This course builds on the principles of strategic management to build an understanding of the impact of society on firm strategy and to learn to shape, accordingly, superior business strategies. The course addresses: stakeholder strategy (creating shared value); issue management (how social movements impact firm strategy); links between social performance and financial performance; communicating corporate strategy in line with social expectations in a social media era; and staying competitive in a global and digital era.
EMBA 2900. Entrepreneurial Management for Executives.
This course provides a forum for the in-depth examination of mindsets, methods, and managerial activities that follow the entrepreneurial process from opportunity recognition to growing new ventures, whether as startups or within existing businesses.
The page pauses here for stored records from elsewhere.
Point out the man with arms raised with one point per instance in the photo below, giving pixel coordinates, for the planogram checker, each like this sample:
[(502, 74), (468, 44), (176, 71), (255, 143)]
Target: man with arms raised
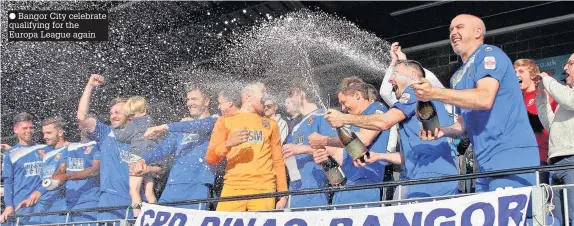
[(252, 147), (190, 176), (21, 168), (115, 156), (54, 164), (487, 96)]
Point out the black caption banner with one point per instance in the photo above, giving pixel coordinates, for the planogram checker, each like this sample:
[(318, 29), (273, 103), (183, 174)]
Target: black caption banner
[(57, 26)]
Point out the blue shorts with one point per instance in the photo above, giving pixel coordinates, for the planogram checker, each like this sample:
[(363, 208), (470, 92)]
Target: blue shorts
[(50, 206), (358, 196), (507, 159), (24, 220), (176, 192), (84, 216), (433, 190), (107, 199)]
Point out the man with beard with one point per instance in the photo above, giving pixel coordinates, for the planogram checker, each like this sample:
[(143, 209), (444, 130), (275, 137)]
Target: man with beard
[(190, 176), (251, 145), (21, 169), (115, 156), (54, 164)]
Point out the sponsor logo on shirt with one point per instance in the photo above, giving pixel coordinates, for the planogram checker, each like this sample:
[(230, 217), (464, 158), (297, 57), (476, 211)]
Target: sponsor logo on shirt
[(48, 170), (41, 153), (310, 120), (255, 137), (265, 123), (125, 156), (33, 168), (489, 63), (58, 156), (88, 150), (405, 98), (75, 164)]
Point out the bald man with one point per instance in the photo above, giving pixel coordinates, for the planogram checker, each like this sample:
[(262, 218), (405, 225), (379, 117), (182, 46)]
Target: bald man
[(487, 95)]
In particular the course will examine the role of finding a fit between one’s passions, skills and markets in the pursuit of opportunities and facilitate an understanding of the stages in the entrepreneurial process: opportunity recognition, customer discovery and market validation, solution validation and crafting of the business model.
EMBA 2930. Leading People, Teams and Organizations.
This course focuses on advancing students' understanding of how to lead and manage with the aim of increasing personal and organizational effectiveness. It is designed to address several fundamental aspects of managing and leading people. These include understanding and influencing group behavior and performance, working with and managing people on a one-on-one basis, and leading, motivating and aligning people behind a common vision or direction. This course places a particular emphasis on increasing students' self-awareness as leaders and their ability to address the challenges of leading change in organizations.
EMBA 2940. Motivation Science.
Course objectives include: learning how motivation works from recent conceptual and empirical advances in psychology and using this knowledge to make motivation work for you—in your own performance and as a motivator of others. Most people believe that the best way to motivate others is by using “carrots and sticks” (incentives), which is based on the classic assumption that what motivates people is to approach pleasure and avoid pain (the hedonic principle). Motivation however is more than “carrots and sticks”, and, importantly, there are many different kinds of motivational mechanisms that underlie people’s choices and what influences them.
EMBA 2950. Leader Visions.
In their effort to catalyze change, transformational leaders must be able to create and communicate visions for the future state of their organizations. It is particularly critical that they understand how to close the gap between inspiration and implementation. This workshop is designed to cultivate this understanding and to provide tools and skills necessary to develop, deliver and implement a vision throughout future organizations, divisions, and teams. Moreover, the framework utilized will enable individuals to determine the vision for the next phase of their own life or a future endeavor.